Input rows appear in random order:
end rows may appear before unrelated start rows
Matching must still work correctly
"""

# Multiple machines
# Tests independent aggregation per machine

"""
Machine 0 average:
1.000

Machine 1 average:
2.500

Machine 2 average:
0.750
"""
Test Why
Problem example Validates the core logic
Single process Tests minimum valid dataset
Decimal timestamps Verifies floating-point precision
Interleaved rows Ensures ordering assumptions are unnecessary
Multiple machines Confirms independent grouping logic

Edge Cases

Machine With Only One Process

A machine may execute exactly one process. In this case, the average processing time is simply the duration of that single process. Some incorrect solutions may accidentally divide by the wrong count or assume multiple rows per machine. This implementation handles the case naturally because AVG() works correctly even with a single value.

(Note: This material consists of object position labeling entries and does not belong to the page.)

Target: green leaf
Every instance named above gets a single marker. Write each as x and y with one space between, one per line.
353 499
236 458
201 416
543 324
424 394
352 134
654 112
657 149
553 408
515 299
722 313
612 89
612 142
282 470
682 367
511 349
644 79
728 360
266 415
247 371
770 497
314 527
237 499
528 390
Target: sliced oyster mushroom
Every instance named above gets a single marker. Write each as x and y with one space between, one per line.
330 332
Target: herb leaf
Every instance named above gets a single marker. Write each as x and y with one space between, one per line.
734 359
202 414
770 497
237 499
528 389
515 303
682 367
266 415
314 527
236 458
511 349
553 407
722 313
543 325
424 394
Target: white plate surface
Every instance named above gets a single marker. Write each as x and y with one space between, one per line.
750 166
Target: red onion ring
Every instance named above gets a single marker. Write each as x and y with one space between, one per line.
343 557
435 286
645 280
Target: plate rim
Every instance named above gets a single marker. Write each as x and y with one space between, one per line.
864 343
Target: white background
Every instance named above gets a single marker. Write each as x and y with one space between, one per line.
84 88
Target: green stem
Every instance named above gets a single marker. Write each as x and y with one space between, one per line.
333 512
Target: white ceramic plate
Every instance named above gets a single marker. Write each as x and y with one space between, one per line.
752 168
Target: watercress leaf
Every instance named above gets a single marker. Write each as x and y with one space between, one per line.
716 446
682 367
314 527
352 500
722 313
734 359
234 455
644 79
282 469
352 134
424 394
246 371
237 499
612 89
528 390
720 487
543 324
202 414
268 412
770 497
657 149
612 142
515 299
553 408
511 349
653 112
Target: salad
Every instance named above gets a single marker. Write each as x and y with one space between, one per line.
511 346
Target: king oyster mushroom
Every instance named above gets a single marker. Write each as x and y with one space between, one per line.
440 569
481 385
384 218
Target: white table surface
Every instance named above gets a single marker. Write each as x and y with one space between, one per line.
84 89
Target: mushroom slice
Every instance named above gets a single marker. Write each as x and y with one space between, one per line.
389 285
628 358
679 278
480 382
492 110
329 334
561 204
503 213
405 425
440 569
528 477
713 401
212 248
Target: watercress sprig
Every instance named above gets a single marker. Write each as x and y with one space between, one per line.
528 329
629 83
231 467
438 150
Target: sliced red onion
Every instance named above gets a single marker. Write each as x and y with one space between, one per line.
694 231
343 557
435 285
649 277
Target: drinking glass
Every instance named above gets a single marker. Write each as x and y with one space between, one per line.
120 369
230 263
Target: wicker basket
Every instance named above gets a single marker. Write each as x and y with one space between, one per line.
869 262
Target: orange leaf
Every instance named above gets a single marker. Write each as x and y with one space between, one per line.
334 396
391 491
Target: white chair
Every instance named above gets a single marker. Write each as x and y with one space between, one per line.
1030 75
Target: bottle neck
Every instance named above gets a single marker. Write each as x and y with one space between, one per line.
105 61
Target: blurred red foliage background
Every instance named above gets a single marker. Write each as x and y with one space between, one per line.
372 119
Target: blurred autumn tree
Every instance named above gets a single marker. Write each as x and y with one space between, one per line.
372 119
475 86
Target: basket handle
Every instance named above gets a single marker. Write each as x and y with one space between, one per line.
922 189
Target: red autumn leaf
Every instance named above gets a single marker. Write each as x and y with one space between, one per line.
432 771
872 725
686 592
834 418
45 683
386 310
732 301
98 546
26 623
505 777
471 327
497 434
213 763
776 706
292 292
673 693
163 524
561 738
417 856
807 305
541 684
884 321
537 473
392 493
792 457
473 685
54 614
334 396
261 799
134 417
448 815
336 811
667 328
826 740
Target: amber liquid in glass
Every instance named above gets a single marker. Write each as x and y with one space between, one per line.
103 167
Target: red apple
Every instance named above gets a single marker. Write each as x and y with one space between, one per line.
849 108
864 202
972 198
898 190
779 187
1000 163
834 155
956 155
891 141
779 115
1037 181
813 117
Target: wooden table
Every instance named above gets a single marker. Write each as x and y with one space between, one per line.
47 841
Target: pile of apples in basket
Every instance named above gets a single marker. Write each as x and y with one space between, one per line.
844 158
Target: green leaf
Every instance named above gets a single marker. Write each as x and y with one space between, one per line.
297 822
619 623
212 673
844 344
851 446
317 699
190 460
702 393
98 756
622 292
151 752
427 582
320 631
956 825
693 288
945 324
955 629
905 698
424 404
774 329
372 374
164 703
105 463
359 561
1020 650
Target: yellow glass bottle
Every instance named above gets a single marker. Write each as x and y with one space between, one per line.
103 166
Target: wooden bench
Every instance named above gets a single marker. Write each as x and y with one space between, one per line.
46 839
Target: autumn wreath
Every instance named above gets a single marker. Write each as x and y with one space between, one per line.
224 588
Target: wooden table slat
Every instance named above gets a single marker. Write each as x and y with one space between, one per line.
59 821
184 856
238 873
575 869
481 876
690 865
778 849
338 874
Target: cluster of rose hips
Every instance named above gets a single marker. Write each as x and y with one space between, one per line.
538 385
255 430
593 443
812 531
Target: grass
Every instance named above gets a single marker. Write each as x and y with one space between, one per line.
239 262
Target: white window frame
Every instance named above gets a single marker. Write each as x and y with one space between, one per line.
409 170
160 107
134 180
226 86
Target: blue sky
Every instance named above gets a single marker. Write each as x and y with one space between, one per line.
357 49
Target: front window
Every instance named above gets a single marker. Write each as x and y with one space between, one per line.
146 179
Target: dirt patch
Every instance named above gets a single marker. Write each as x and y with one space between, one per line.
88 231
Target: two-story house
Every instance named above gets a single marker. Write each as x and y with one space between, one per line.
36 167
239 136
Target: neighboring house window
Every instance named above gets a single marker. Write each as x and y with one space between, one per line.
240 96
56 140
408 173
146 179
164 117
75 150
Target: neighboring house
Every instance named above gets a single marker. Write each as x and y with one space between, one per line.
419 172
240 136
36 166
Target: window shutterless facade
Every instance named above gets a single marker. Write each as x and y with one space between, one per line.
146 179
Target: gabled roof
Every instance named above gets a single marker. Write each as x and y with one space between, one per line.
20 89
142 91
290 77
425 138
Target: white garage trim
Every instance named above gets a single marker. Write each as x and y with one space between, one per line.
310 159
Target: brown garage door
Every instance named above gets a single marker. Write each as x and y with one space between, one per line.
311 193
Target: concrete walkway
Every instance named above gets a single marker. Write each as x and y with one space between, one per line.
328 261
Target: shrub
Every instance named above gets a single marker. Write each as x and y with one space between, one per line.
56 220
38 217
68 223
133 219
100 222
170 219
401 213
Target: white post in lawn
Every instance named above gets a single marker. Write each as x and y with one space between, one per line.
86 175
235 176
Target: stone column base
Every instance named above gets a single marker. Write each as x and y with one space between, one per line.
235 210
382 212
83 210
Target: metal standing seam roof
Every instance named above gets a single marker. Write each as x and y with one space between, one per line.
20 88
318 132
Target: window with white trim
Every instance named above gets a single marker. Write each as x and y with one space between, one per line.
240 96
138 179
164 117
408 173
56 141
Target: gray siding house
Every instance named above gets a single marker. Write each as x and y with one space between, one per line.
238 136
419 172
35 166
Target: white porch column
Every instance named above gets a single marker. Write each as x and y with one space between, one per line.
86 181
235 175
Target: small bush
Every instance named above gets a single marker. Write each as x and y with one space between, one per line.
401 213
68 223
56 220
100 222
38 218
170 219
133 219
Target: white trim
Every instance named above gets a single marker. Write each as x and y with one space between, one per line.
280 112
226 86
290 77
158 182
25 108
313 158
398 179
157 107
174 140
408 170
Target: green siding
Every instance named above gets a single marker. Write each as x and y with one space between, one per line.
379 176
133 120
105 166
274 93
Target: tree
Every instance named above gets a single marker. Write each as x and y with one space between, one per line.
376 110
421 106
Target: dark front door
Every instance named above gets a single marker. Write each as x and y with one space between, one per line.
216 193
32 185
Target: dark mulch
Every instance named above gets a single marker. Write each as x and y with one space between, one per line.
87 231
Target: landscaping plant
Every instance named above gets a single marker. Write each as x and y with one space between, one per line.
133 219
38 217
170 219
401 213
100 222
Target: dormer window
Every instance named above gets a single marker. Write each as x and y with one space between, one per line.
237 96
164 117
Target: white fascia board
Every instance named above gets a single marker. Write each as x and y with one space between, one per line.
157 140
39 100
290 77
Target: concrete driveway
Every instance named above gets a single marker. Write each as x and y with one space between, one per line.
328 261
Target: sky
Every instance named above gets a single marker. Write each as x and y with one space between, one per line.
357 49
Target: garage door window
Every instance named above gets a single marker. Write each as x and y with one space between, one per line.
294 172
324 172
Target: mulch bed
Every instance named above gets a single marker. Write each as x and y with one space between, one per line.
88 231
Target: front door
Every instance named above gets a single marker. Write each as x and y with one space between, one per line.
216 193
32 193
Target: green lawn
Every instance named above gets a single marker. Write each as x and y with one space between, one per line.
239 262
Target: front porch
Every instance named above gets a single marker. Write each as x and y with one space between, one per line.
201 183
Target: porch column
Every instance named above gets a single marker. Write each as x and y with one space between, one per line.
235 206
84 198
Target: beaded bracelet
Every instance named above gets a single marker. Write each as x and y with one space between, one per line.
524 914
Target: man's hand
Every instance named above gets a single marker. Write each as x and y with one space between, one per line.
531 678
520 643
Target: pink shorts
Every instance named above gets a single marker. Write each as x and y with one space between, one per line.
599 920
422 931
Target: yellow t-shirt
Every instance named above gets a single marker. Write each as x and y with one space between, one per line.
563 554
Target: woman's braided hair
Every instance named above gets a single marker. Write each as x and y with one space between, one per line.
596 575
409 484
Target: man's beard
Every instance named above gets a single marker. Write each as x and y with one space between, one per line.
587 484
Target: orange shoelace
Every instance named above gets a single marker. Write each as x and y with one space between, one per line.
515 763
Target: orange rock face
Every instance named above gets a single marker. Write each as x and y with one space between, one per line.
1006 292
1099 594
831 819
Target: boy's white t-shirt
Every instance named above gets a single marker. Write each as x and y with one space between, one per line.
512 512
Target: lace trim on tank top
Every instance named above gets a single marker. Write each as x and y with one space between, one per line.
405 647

Rows Appearing in Arbitrary Order

The input table is not guaranteed to be sorted. A naive implementation might incorrectly assume that a start row is immediately followed by its matching end row. The self join approach avoids this issue entirely because rows are matched using identifiers rather than positional ordering.

Floating-Point Precision

Timestamps are stored as floating-point values, so the computed durations may contain decimal fractions. Without proper rounding, the output may fail expected formatting requirements. Using ROUND(..., 3) ensures the final result matches the specification exactly.

Multiple Machines Running Concurrently

Different machines may execute processes simultaneously, and process IDs may repeat across machines. Matching only on process_id would create incorrect pairings. The solution correctly joins on both machine_id and process_id, ensuring each process is paired with its own timestamps only.